If a cat leaves home it isn’t necessarily the fault of their owner

We all know that sometimes domestic cats just wander away from their home. Cats get lost but it is not always because they’ve been stuck in a shed or transported away from their home by a van into which they’d climbed. Sometimes they just wander off which tells us that, depending upon the cat’s character, they can have quite a loose relationship with their owner. It’s quite strange because humans often want to have a strong connection with their cat but sometimes it isn’t reciprocated. It’s just the nature of the domestic cat and nothing to do with the behaviour of the person.

Maddie - photo by Cascade News
Maddie – photo by Cascade News
Two useful tags. Click either to see the articles:- Toxic to cats | Dangers to cats

It’s the wild cat trait inside of her which allows her to behave in a solitary way, being content with her own company and not needing necessarily the company of a human. That said, when these cats are reunited with their human it’s as if they realise what they’ve been missing. When a cat wanders away from the home it appears sometimes to be a misjudgement; and almost casual misjudgement and they don’t know what they’re getting into.

When these wandering cats end up many miles away from their home, living as stray cats in quite a difficult environment, they immediately recognise their owner when they are reunited. They might have left their home several years ago but they recognise the sound of their owner’s voice and their appearance. They purr excitedly and can settle back into home life quickly, sometimes as if they’ve never left. Over the intervening years they often become emaciated and their health suffers. But they are there by choice.

It’s a very fluid mindset. A story today on the Internet illustrates this. Maddie, in Scotland, appears to have wandered from her home about two and a half years ago and ended up at a stable about 6 miles away. Workers on the farm near Aberdeen noticed her and when a veterinarian visited, they ask whether they had a microchip scanner. They did and they scanned Maddie to find that she had an owner. But she had been at the stables for about two years presumably being fed by the farmworkers and no doubt she had fed herself on mice. Stables are pretty good places for stray cats: they get on with horses and there is warmth.

Debbie Carver is Maddie’s owner and she had pretty well given up seeing Maddie again and so she was stunned when she was told that she had been found. She travelled to the stables with her husband and daughter to collect Maddie. Maddie instantly recognised her which somewhat surprised Debbie. She said: “They thought she was going to be very wary of me, the Cats Protection guy thought she wouldn’t know me after two and a half years. I just went into the room and shouted her name and she came running over, circling round my legs meowing.”

Debbie has put Maddie into isolation in her home to get her used to her surroundings again. I don’t think she needed to do that because cats have good long-term memories. The Cat Protection guy was wrong. Cats will remember their owners after an indefinite time in my opinion. It can be far longer than two or three years.

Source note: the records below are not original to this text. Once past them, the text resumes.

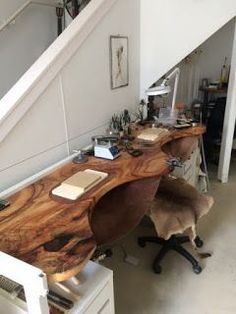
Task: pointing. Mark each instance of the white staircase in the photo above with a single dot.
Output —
(170, 30)
(65, 97)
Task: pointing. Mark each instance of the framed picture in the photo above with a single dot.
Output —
(119, 61)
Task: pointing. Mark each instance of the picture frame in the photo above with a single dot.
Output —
(119, 63)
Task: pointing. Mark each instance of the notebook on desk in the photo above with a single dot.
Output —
(79, 183)
(152, 134)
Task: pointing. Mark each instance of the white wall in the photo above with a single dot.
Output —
(214, 50)
(24, 41)
(77, 104)
(171, 29)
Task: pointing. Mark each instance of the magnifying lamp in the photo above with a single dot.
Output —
(164, 89)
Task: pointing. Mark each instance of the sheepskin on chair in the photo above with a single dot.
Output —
(177, 208)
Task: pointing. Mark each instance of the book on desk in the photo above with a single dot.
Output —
(79, 183)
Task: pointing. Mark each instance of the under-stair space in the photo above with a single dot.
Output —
(202, 90)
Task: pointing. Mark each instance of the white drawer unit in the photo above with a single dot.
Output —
(95, 290)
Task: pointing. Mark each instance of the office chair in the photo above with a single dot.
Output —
(176, 209)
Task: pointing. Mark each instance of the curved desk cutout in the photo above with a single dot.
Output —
(60, 236)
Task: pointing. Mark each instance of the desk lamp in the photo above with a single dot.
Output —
(164, 89)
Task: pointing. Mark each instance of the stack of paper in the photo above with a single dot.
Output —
(152, 134)
(75, 186)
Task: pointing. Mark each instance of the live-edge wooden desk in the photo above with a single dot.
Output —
(60, 236)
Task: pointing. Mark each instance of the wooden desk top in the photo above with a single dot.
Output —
(54, 234)
(213, 90)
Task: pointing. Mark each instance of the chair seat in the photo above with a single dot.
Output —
(177, 207)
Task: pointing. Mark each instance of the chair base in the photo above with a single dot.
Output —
(174, 243)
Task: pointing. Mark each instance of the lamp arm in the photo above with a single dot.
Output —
(176, 72)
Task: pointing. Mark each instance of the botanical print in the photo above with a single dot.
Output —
(119, 61)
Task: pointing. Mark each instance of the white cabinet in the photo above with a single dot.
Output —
(95, 290)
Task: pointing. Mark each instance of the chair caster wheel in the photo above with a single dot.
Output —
(199, 243)
(157, 269)
(197, 269)
(141, 243)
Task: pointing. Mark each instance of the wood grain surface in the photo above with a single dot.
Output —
(60, 236)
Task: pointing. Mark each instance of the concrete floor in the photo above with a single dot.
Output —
(178, 290)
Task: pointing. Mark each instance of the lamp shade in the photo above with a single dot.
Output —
(158, 90)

The story is an illustration of the mentality of the domestic cat. Each has their own individual character. Some are wedded to their home life and would never dream of leaving it. Others are more adventurous and more loosely connected at an emotional level to their owner. They feel they can live anywhere. They feel that they don’t need to live like a domestic cat. It is their wild cat coming out and motivating them to behave as they do.

P.S. Newsweek have an article published today on the Internet in which they say there are 25 loyal cat breeds. This I think is incorrect. If you want to discuss the loyalty of the domestic cat you have to drill down to individual cats and their personalities. It isn’t about cat breeds but about individuals. You can’t ball together all the cats of one breed such as Maine Coons and say that all Maine Coons are loyal. I don’t think that that is plausible.